The nail in the coffin probably came via the losses incurred by key stakeholders (Pershing Square Capital estimated to have lost $606.5M), analyst downgrades and investors (Vornado Realty Trust, Eminence Capital, Maverick Capital etc.) bailing out of their positions. It did not help that the stock had a staggering amount of short positions at 43.80% of float as of 03/15/2013 (Yahoo Finance).
If you have a position in JC Penney today, fasten your seatbelt, because the ride will be rough. That JCP sign you see under the word "Limbo" in the dictionary is a picture of the company. The new CEO is "interim" meaning that Mr. Ackman is about to use him for the glory of his company. The new CEO is also stuck with a company that is half new JC Penney and half old JC Penney, along with a confused customer/ public that does not know what to think of the company. He is taking over a weaker business with a displaced team lost from the reorganization done by his predecessor. The market thinks the same, with the chart below showing a -12.26% drop in the share price in his first day on the job. I would not short this stock for fear of a possible acquisition that can run up the price. I would also not buy it because traditional retail formats are struggling as it is and there is too much power in a few hands over the company.

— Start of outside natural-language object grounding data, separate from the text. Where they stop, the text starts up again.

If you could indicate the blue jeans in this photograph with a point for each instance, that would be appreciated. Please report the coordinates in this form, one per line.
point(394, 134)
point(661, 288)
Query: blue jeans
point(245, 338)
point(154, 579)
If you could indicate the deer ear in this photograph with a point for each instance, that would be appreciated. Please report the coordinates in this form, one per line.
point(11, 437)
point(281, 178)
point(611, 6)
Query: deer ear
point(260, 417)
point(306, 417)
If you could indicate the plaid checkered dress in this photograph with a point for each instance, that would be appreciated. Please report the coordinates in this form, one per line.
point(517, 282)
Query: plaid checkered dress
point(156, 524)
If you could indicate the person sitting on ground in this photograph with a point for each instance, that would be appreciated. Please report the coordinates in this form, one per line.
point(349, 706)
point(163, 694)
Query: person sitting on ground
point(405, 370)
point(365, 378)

Ron Johnson should go back to Apple, after all his former job is sort of open. It is a shame that he got the stick with inadequate support for a vision that was supposed to get more support from the board. Bill Ackman is going to probably cool off for a while since his stamp was all over the Ron Johnson hiring. Make no mistake, he will get what he needs out of JC Penney before anyone else does. I thought the new strategy was too different but was very interested in testing out my hypothesis about leadership, which I believe can be overrated even though sometimes critical.

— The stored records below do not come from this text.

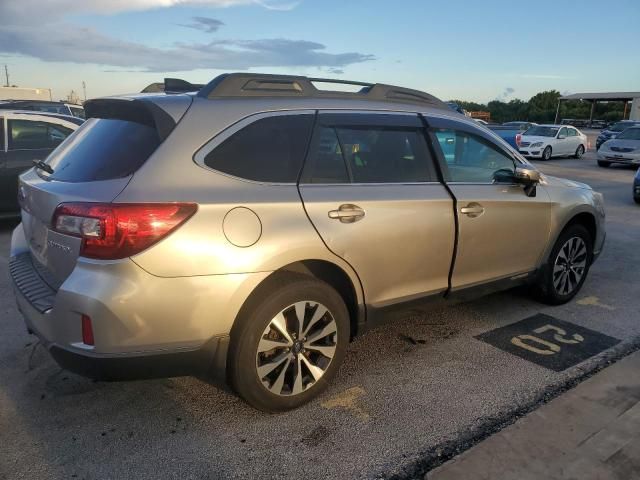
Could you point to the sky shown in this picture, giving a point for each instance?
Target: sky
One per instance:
(476, 50)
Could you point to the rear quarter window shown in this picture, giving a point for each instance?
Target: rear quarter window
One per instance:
(271, 149)
(103, 149)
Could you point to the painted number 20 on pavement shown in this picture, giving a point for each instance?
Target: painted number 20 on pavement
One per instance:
(545, 347)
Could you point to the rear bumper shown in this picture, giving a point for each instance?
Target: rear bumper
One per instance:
(207, 362)
(144, 326)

So what exactly is the recipe that is required to help JC Penney? Whatever it is, I am sure that it will be a bunch of things that need to come together: timing, resources, talent and perhaps some luck. Maybe customer satisfaction with the three retail variables of price, cost and volume with a splash of employee satisfaction is all that is needed to change the sales trajectory at JC Penney. I think that sometimes we get too awed by the strategy that we forget the only task is to make money willingly change hands.